Traum der Freiheit geplatzt
Het Nieuwsblad kommentiert die Ergebnisse des neuesten Corona-Motivationsbarometers. Einer von drei Geimpften hat Zweifel an der Auffrischungsimpfung. Das Misstrauen gegenüber einer Boosterimpfung für kleine Kinder ist noch größer. Die Zweifel an der Boosterimpfung kommen nicht aus heiterem Himmel, schreibt die Zeitung. Vor mehr als sechs Monaten lautete der Schlachtruf, dass die Impfung den Sommer der Freiheit einläuten würde. Die Experten haben sich dieser Euphorie nie angeschlossen. Maßnahmen wie Maskenpflicht oder Telearbeit müssten mit der Impfung einhergehen.
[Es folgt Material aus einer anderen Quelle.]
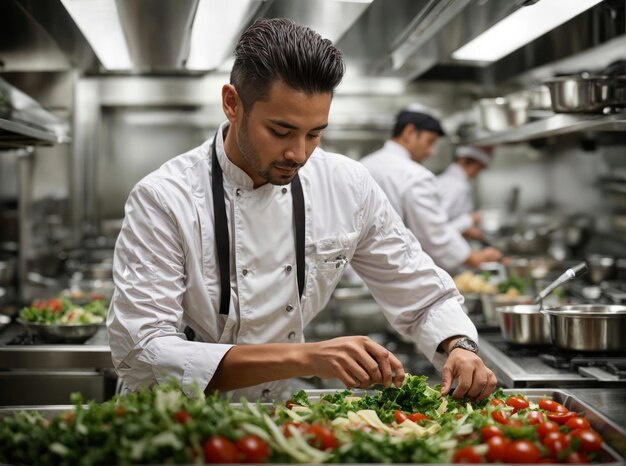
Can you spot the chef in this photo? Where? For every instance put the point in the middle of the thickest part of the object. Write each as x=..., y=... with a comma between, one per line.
x=228, y=251
x=413, y=191
x=455, y=189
Diese Botschaft ist im Siegeszug der Impfkampagne untergegangen. Der Traum von der Freiheit ist geplatzt. Die drei Konzertierungsaussschüsse innerhalb weniger Wochen haben mit ihren wankelmütigen Entscheidungen dem Vertrauen in die Politik den Todesstoß versetzt.
Ausbeutung ist keine Innovation
Die flämische Wirtschaftszeitung De Tijd beschäftigt sich mit dem gestrigen Urteil des Brüsseler Arbeitsgerichts, dass die Kuriere des Essenslieferdienstes Deliveroo keine Arbeitnehmer sind, sondern Selbstständige. Die Zeitung fragt sich: Hält die Sharing Economy der Prüfung durch das belgische Arbeitsrecht stand? Die Frage ist schon seit einiger Zeit aktuell, aber jetzt wird sie vor den Brüsseler Gerichten verhandelt. Nachdem das Berufungsgericht im vergangenen Monat den Taxidienst Uber verboten hatte, entschied das Arbeitsgericht gestern, dass der Essenslieferdienst Deliveroo zu Recht einige seiner Kuriere als Selbstständige beschäftigt. Die beiden Urteile gehen in unterschiedliche Richtungen. Sie sind nicht die einzigen Anzeichen dafür, dass wir uns mit dieser neuen Wirtschaftsform noch schwer tun. Gleichzeitig stellt sich die Frage, wann der Nutzen für die Kunden in Ausbeutung übergeht. Die Untergrabung der Sozialgesetzgebung ist keine Innovation, sondern ein Verbrechen. Eine gute Regelung für die Sharing Economy sollte nicht unmöglich sein. Lassen wir aber nicht zu, dass die sozialen Mindeststandards untergraben werden.
Scholz muss Sicherheit vermitteln
Le Soir kommentiert den gestrigen Startschuss der neuen Ampelregierung in Deutschland. Zum ersten Mal soll eine Dreier-Koalition die Geschicke dieses wirtschaftlichen, sozialen und politischen Schwergewichts steuern. Der neue Bundeskanzler Olaf Scholz und sein mit Frauen und Männern paritätisch besetztes Kabinett, bei dem Schlüsselressorts wie Außen-, Innen- und Verteidigungsministerium mit Frauen besetzt werden, kündigen ein neues Kapitel in der Geschichte des Landes an. In einem instabilen europäischen Kontext müssen Scholz und sein Team den anderen EU-Länder Sicherheit vermitteln, indem es die strategische Souveränität der EU stärkt und die gemeinsamen europäischen Interessen verteidigt.